The garden, measuring about four metres by three metres, will help absorb water running off of the roof of the group's office and ReStore in the city.
The rain garden was created with the work of volunteers on Wednesday morning.
"It's one of many different techniques that you can use in an urban watershed to manage storm water runoff," said Julia Prinselaar, a program coordinator with EcoSuperior.
EcoSuperior was providing some labour, as well as knowledge on how to build the rain garden.
While the goal is to reduce the amount of storm water runoff, the plants in the garden will also help, "infiltrate pollutants from storm water to help prevent urban flooding."

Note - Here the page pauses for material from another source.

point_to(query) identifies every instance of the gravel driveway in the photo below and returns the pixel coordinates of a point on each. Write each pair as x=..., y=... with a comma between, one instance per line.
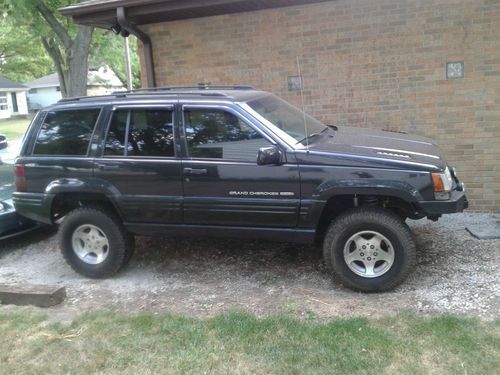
x=456, y=273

Prinselaar said more and more homeowners and business owners are asking about building rain gardens where current lawns or driveways are now, to reduce storm water runoff.
She said a lack of rain this summer, with heavy rains earlier in the year, proves how important the gardens are when it comes to adapting properties to a changing climate.
"So, because these are planted with species that set really deep roots into the soil, they're well adapted to extremes, especially the species that we selected are just fine to be planted and overwinter in our extreme cold climate."
"They also tend to break up the soil, pull water deep into the ground, survive and thrive in periods with a lack of rain, as well as heavy periods of rain."
Prinselaar said the budget for a rain garden can vary depending on size and what plants and landscaping is required for the area, but a typical home version could run from $500 to $1,000. EcoSuperior, along with the city, have grants available to offset some of the cost as well.